Tutt'altro trattamento è stato riservato alla compagna 
anarchica Marina Cugnaschi, 37 anni incarcerata a Ponte X 
dal 4 dicembre.  I giudici, come nell'ordinanza di 
arresto, contestano a Marina "l'appartenenza a gruppi 
anarchici e l'esistenza di stretti legami con le frange 
più radicali e violente dei movimenti anarchici? " 
accusandola di "risiedere in una casa occupata di Milano, 
di aver partecipato a udienze di processi ad altri 
compagni anarchici e a manifestazioni e presidi in favore 
di questi ultimi". Secondo i giudici Marina deve rimanere 
in carcere perché ha esercitato la facoltà di non 
rispondere al Gip e non si è presentata all'udienza del 
riesame.
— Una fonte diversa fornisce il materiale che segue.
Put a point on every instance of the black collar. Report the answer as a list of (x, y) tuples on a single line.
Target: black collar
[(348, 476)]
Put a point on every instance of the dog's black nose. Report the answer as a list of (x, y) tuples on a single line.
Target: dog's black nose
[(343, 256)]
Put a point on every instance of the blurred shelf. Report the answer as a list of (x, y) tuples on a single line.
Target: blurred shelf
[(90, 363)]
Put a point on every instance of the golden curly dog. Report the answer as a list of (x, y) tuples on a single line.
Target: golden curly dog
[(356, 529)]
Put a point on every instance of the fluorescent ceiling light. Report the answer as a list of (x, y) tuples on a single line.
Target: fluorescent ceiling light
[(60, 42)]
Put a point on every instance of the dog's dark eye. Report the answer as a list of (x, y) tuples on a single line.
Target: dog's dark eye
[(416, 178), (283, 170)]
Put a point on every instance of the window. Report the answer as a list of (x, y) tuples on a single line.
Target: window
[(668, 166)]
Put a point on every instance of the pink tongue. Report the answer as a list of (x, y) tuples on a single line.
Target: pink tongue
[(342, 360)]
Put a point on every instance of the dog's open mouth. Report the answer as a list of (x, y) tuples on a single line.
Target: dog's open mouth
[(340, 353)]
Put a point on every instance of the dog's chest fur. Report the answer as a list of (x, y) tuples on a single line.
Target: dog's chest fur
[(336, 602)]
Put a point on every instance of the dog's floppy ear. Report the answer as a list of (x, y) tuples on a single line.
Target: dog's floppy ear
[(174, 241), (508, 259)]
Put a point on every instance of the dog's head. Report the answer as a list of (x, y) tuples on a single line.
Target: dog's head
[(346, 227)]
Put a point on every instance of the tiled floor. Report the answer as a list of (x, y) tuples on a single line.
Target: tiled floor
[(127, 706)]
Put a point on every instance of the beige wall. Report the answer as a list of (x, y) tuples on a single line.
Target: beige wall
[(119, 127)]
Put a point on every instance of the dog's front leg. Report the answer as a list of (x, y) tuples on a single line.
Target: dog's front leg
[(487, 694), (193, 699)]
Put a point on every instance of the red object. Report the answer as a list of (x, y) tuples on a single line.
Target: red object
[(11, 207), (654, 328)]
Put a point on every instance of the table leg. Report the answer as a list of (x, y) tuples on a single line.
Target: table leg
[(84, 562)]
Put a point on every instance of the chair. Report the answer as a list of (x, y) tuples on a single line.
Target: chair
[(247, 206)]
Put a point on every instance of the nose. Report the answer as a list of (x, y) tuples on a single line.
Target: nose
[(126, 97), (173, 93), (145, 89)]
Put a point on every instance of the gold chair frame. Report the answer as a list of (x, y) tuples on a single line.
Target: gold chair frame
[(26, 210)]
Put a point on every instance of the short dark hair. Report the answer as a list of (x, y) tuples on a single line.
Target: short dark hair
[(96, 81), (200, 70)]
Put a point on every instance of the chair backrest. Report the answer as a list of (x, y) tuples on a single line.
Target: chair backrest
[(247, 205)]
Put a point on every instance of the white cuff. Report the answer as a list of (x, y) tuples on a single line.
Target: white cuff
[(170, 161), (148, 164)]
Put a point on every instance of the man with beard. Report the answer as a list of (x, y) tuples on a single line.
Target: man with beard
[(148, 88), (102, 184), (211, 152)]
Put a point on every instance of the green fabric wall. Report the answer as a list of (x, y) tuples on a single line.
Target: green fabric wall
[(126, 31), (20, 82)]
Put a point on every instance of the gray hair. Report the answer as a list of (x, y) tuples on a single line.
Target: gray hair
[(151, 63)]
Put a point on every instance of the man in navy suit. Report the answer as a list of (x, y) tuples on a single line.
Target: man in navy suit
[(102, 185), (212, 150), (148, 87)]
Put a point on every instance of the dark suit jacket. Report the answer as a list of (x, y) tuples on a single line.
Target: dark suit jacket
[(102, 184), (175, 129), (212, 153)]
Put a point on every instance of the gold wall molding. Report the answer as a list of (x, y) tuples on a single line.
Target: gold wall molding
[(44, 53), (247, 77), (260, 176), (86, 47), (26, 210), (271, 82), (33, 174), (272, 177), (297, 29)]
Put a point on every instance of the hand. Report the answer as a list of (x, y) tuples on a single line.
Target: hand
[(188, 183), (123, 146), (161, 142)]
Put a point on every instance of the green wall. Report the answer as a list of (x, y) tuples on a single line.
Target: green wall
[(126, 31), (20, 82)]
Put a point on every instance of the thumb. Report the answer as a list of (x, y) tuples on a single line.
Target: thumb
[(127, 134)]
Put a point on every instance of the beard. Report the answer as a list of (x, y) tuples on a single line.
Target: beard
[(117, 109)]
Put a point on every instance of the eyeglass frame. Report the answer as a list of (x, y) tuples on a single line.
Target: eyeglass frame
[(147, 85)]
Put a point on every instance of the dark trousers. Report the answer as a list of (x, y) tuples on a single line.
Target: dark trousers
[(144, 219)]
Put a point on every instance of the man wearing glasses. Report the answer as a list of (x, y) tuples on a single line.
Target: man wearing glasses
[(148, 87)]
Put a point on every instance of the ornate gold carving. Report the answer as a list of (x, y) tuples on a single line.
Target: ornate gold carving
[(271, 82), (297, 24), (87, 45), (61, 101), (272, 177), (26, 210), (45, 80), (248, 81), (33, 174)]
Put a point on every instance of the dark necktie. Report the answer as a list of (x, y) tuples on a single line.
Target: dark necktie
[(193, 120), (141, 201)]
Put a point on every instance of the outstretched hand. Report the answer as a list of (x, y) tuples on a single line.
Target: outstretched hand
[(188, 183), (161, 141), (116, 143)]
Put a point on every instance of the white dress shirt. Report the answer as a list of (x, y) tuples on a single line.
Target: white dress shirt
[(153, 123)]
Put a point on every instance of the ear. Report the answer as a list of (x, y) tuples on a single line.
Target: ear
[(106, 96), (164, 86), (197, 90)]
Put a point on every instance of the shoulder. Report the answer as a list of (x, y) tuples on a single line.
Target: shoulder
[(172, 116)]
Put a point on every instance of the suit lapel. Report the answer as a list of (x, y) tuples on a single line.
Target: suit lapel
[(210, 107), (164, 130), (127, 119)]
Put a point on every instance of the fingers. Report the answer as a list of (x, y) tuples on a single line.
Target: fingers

Il delirio giudiziario si conclude con 
affermazioni del tipo:"Non appare concretamente certo né 
che la donna accetterebbe il provvedimento di 
sostituzione(arresti domiciliari) né tanto meno che 
spontaneamente vi si adeguasse , tra l'altro facendo 
scemare la propria immagine di eroina/prigioniera politica 
agli occhi del proprio gruppo, immagine chiaramente 
emergente dalle ricognizioni delle scritte a lei 
inneggianti apposte a Genova nel corso dell'ultima 
recentissima manifestazione" (quella di sabato 14 
dicembre).
Questa non è altro che l'ennesima conferma della piena 
adesione della magistratura al progetto di annientamento 
che il potere esercita nei confronti di chi, al suo 
terrorismo psicologico e materiale, non si piega.

Individualità solidali contro la repressione

Carl Hamblin


La stamperia del "Clarion" di Spoon River fu distrutta,
e io impeciato e impiumato,
per aver pubblicato questo, il giorno in cui gli anarchici 
furono impiccati a Chicago:
"Ho visto una donna bellissima, con gli occhi bendati, 
ritta sui gradini di un tempio marmoreo.
Moltitudini le passavano davanti,
alzando verso di lei i volti imploranti.
Nella mano sinistra impugnava una spada.
Brandendo la spada colpiva a volte un bimbo, a volte un 
lavoratore, a volte una donna in fuga, a volte un folle.
Nella destra reggeva una bilancia;
sulla bilancia gettavano monete d'oro coloro che avevano 
schivato i colpi di spada.
Un uomo in toga nera lesse da un manoscritto:
"Lei non guarda in faccia a nessuno".
Poi un giovane col berretto rosso
Balzò al suo fianco e strappò via la benda.
Ed ecco, le ciglia eran tutte corrose sulle palpebre 
marce;
le pupille bruciate da un muco lattiginoso;
la follia di un'anima morente era scritta sul suo volto.
Così la folla vide perché portava la benda".


Edgar Lee Masters






Un giudice

Cosa vuol dire avere un metro e mezzo di statura
ve lo rivelan gli occhi e le battute della gente
o la curiosità di una ragazza irriverente
che vi avvicina solo per un suo dubbio impertinente
vuole scoprir se è vero quel che si dice intorno ai nani
che siano i più forniti della virtù meno apparente
tra tutte le virtù la più indecente.

Passano gli anni, i mesi e se li conti anche i minuti
è triste trovarsi adulti senza essere cresciuti
La maldicenza insiste, batte la lingua sul tamburo
fino a dire che un nano è una carogna di sicuro
perché ha il cuore troppo, troppo vicino
al buco del culo.

Fu nelle notti insonni vegliate al lume del rancore
che preparai gli esami e diventai procuratore
per imboccar la strada che dalle panche di una cattedrale
porta alla sacrestia, quindi alla cattedra di un 
tribunale,
giudice finalmente, arbitro in terra del bene e del male.

E allora la mia statura non dispensò più buonumore
a chi alla sbarra, in piedi, mi diceva vostro onore
e di affidarli al boia fu un piacere del tutto mio
prima di genuflettermi nell'ora dell'addio
non conoscendo affatto la statura di dio.